Looking for a gift to give after all those June weddings? How about some solid tax advice for the newlyweds?
Taxes may not be top-of-mind for most new couples, but there are some important tax issues they should be aware of, so the IRS put together the following set of tips.
- New names? Whether one of the spouses takes the other’s name or not, the names and Social Securities on their tax return must match their Social Security Administration records – so if any names are changed, they’ll need to report it to the SSA with Form SS-5, Application for a Social Security Card. The form is available on www.ssa.gov, or by calling (800) 772-1213.

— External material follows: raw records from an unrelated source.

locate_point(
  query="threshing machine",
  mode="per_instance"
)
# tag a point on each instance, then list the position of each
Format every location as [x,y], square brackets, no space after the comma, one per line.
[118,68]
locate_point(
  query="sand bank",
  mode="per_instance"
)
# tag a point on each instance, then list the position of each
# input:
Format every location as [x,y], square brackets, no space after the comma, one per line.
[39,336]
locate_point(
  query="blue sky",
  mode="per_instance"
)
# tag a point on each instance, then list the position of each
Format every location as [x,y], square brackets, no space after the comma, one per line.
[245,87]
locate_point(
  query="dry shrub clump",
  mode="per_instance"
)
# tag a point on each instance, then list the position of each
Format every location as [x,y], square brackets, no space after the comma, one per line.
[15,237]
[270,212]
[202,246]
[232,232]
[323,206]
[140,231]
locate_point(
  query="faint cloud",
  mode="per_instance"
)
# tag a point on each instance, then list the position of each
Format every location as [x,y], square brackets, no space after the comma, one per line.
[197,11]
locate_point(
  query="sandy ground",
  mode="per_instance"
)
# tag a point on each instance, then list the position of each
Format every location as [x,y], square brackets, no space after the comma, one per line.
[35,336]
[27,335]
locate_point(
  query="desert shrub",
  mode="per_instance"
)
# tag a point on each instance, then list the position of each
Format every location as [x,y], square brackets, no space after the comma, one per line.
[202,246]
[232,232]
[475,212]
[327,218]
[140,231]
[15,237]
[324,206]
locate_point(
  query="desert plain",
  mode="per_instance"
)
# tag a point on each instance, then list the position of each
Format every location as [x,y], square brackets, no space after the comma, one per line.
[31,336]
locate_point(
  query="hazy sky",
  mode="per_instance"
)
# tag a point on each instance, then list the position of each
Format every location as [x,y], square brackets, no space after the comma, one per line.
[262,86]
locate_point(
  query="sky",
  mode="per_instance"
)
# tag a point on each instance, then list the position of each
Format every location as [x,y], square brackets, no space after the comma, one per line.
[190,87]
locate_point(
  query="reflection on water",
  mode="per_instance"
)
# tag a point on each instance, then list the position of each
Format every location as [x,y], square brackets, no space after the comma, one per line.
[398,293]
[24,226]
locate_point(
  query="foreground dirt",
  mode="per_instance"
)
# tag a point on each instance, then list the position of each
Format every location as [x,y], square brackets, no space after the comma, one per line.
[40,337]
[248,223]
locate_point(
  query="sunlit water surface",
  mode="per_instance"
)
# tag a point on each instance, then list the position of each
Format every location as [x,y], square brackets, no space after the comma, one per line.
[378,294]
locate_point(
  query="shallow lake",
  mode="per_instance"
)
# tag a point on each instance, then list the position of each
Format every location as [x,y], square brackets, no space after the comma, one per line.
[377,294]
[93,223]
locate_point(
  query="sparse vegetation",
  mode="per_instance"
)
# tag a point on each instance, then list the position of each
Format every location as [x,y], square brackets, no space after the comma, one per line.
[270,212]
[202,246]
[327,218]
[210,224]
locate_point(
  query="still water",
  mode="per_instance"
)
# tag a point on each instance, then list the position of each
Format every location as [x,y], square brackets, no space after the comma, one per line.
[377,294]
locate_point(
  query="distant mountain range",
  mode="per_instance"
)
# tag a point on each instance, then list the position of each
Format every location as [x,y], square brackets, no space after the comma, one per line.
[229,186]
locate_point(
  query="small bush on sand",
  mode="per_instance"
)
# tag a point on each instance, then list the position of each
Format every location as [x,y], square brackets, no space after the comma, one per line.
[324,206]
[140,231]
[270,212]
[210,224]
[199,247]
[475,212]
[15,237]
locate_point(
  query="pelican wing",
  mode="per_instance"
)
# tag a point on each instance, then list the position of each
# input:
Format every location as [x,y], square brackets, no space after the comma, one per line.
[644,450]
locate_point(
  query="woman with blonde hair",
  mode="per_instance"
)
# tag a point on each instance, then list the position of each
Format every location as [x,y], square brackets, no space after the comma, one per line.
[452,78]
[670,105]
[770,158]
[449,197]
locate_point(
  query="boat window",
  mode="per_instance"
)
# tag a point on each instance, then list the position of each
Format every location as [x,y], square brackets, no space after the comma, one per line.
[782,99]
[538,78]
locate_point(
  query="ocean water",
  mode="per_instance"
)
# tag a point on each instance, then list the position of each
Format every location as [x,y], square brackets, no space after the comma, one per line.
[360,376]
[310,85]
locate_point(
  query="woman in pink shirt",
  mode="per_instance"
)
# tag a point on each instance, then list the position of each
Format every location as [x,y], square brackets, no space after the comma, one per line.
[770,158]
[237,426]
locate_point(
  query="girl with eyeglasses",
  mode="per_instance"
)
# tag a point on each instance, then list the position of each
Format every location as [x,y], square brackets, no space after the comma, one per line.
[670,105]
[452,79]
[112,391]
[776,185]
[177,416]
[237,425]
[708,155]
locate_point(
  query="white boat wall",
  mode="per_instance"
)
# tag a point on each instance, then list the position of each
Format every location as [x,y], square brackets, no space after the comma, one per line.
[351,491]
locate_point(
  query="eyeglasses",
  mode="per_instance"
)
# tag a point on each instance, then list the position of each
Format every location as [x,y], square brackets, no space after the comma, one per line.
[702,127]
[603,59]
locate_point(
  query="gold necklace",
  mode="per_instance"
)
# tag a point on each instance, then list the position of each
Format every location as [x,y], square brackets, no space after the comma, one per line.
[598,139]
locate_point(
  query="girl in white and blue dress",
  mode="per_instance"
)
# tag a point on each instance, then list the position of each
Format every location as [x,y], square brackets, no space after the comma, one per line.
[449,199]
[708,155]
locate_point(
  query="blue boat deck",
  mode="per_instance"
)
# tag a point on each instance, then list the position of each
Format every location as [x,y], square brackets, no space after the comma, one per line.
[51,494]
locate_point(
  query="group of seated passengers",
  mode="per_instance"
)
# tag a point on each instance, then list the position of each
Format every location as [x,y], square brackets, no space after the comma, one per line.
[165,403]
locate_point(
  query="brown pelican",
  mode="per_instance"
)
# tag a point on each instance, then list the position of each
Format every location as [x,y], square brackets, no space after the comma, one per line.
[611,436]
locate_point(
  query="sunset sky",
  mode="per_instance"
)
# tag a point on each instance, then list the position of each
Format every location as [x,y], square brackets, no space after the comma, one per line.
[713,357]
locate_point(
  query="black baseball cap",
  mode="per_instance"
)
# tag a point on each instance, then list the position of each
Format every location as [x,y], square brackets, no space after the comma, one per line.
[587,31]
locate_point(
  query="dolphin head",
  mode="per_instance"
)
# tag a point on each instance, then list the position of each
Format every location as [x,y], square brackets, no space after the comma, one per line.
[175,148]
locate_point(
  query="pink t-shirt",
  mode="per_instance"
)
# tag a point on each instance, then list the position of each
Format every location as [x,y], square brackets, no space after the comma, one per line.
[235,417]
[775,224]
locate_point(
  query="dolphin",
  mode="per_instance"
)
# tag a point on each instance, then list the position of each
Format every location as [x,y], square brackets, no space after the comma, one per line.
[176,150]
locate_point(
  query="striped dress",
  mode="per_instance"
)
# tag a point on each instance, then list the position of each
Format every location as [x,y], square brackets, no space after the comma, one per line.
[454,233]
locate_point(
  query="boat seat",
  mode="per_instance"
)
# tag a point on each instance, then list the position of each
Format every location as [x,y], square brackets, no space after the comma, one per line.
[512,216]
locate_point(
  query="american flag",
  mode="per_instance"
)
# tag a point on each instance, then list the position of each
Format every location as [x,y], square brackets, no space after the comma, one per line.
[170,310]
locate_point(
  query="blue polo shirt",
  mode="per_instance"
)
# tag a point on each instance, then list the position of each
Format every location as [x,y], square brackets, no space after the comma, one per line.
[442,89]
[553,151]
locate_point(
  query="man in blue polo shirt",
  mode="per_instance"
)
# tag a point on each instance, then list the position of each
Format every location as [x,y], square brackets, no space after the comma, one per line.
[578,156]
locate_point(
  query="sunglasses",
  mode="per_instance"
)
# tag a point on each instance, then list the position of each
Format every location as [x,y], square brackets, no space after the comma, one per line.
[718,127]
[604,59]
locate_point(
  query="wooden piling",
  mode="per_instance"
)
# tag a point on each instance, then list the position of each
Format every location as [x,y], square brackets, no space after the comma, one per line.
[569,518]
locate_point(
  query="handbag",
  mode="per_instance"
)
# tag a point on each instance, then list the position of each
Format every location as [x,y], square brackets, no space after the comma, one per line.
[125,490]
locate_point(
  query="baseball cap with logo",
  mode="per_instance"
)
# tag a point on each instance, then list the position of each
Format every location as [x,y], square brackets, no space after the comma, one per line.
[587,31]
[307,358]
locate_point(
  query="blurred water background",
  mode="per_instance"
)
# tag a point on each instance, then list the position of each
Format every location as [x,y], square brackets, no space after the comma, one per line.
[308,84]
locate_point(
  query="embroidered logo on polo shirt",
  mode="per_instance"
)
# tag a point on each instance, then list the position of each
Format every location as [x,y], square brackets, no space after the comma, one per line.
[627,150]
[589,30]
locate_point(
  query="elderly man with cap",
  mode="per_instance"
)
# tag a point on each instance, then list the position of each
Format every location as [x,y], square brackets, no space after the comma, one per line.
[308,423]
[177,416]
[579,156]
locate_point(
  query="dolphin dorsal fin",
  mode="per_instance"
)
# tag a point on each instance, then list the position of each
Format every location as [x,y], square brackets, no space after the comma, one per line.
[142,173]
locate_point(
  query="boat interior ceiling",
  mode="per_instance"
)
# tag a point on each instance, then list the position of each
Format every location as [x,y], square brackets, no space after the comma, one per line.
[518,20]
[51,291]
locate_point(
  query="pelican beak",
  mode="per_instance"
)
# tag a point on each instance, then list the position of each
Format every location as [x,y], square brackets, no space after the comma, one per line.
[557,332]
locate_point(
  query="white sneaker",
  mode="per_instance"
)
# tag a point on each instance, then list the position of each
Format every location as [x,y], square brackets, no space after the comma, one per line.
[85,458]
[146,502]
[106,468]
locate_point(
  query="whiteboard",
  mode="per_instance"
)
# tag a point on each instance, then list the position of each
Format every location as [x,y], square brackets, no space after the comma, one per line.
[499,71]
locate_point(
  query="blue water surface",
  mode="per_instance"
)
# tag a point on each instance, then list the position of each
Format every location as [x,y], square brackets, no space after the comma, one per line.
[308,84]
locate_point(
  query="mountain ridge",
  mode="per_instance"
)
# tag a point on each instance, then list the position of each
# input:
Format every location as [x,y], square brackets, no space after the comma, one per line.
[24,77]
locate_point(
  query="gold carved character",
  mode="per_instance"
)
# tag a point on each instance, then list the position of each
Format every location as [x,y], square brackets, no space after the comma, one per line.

- Congratulations – you’re in a new bracket! The spouses’ new marital status needs to be reported to their employers on a new Form W-4, Employee's Withholding Allowance Certificate. And the IRS was quick to point out that the new couple’s combined income may move them into a higher tax bracket.
- Yes, there’s an Obamacare angle. If either spouse bought a Health Insurance Marketplace plan got an Advanced Premium Tax Credit this year, they need to report any changes in circumstance, like income or family size. They should also alert their Marketplace is they moved out of its area.
- Crossing the threshold. If either of the newlyweds is moving, they’ll want to let the IRS know, with Form 8822, Change of Address. (They should probably also let the Post Office know, too.) Don’t make them come looking.
- Married? Filing jointly? If the couple is married as of December 31, that’s their marital status for the whole year for tax purposes – and that means they need to decide whether to file jointly or separately. Which one is better depends on the couple’s individual circumstances, so they’ll want to check out both possibilities.
- New forms. Combined financial lives may mean a higher tax bracket, but they can also mean more benefits from itemizing – which would mean claiming those deductions on a Form 1040, as opposed to a 1040A or 1040EZ. This would be a good area for a friendly tax advisor to offer some advice …
- More IRS resources. The tax services offers a host of resources for new couples, including videos (like this one on “Getting Married”) and more. No need to send them a thank-you card.